Dal 1852 al 1874, sotto la direzione del milanese Giuseppe Balsamo Crivelli il Museo attraversò un periodo di grande splendore grazie alle donazioni e agli acquisti di nuovi esemplari, tra cui uccelli, rettili, insetti e grandi mammiferi, tra cui una giraffa e un formichiere gigante. Leopoldo Maggi fu direttore del Museo per un solo anno dal 1874 al 1875. Alla separazione nel 1875 delle cattedre di zoologia, mineralogia e anatomia, Maggi, titolare della cattedra di anatomia comparata, assunse la direzione del relativo museo autonomo, di cui incrementò le raccolte con interessanti preparati osteologici.
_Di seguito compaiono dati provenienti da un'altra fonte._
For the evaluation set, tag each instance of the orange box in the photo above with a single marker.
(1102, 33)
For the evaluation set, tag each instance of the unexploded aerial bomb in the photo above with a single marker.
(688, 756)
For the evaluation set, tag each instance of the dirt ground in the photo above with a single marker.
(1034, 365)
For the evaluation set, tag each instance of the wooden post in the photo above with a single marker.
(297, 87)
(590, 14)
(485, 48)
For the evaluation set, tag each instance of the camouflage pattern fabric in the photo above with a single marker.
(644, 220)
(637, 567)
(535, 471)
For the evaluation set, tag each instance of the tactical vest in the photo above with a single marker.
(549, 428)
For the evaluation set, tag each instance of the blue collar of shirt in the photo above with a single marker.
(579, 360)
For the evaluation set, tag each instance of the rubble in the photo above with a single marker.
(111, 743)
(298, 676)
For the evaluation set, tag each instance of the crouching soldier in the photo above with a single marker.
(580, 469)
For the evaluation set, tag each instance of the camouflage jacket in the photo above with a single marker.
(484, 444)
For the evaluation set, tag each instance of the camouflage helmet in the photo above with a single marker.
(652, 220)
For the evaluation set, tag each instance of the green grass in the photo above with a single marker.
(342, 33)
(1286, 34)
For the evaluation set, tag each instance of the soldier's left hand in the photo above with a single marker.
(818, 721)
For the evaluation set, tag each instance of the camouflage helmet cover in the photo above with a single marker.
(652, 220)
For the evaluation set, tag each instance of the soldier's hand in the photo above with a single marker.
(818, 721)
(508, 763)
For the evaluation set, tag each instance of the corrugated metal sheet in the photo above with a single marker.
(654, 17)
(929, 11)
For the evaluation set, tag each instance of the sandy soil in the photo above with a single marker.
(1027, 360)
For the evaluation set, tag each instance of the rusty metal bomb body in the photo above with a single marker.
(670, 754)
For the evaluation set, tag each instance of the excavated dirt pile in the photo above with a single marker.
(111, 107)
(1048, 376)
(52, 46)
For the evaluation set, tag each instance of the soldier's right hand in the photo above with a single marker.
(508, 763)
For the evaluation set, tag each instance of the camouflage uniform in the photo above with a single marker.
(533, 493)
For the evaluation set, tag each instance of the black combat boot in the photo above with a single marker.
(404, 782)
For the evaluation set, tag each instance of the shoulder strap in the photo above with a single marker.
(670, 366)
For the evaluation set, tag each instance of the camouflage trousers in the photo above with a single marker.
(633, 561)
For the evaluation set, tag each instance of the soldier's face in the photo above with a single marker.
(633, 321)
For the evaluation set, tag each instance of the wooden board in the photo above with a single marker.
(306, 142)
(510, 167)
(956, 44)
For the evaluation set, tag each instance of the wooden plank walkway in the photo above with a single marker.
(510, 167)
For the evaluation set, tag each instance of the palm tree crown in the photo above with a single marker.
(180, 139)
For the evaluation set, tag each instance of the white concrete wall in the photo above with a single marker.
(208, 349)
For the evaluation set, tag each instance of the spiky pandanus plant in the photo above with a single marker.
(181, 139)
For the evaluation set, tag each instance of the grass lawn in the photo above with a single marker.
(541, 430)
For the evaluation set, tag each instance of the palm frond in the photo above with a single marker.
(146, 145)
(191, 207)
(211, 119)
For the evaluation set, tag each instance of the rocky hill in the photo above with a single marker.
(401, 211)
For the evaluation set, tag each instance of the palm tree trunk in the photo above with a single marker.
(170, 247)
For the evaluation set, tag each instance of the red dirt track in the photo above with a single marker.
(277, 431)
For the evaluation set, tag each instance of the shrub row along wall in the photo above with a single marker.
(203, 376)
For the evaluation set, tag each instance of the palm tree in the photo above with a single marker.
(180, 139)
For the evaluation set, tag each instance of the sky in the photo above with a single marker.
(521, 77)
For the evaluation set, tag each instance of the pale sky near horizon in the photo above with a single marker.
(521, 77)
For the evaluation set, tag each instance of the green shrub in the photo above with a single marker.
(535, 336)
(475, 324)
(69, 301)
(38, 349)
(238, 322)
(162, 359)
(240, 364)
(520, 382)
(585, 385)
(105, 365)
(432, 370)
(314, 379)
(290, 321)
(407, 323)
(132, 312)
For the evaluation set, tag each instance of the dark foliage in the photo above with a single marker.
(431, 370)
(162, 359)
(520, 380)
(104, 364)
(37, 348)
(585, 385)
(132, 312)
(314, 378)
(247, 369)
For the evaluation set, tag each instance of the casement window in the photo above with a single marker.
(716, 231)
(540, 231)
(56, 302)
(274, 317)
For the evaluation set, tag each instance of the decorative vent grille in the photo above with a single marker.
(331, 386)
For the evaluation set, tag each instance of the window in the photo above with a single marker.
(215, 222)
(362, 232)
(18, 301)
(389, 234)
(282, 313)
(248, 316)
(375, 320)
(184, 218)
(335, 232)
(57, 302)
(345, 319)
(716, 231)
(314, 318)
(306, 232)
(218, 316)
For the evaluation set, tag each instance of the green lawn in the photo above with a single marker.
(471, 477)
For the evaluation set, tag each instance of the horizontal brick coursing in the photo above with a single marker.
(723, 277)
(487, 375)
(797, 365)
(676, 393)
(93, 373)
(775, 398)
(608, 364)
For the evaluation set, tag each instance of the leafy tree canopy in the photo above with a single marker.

La cattedra di zoologia e la direzione del Museo fu assunta da Pietro Pavesi che rimase in carica dal 1875 al 1903. Naturalista illustre e intellettuale eclettico, sotto la sua direzione furono fatti importanti arricchimenti tanto che la consistenza del Museo di Zoologia arrivò ad oltre 7.000 specie rappresentate da ben 50.000 esemplari. La sezione di geo-mineralogia divenne Museo autonomo nel 1887 sotto la direzione di Torquato Taramelli e rimase nel Palazzo Centrale dell'Università abbinata al relativo Istituto.

Nel ‘900

I musei di Anatomia Comparata e di Zoologia seguirono il trasferimento degli Istituti a Palazzo Botta, rispettivamente nel 1903 e nel 1935. Le strutture museali proseguirono in autonomia la conservazione delle collezioni e il loro incremento, purtroppo limitato a rare donazioni. Lo sviluppo di nuovi settori di ricerca conseguenti al progresso scientifico-tecnologico del XX secolo e le innovazioni nell'insegnamento delle scienze naturali segnarono un inesorabile declino di interesse per i musei. La necessità di spazi per i laboratori di ricerca comportò nei primi anni '60 il trasferimento delle collezioni in alcuni locali del Castello Visconteo, allo scopo di allestirvi un Museo di Storia Naturale fruibile dal pubblico. Purtroppo i propositi, pur ufficializzati in ripetute convenzioni (dal 1956 al 1988) tra l'Università e gli Enti locali, rimasero solo buone intenzioni e le collezioni subirono gravi deterioramenti.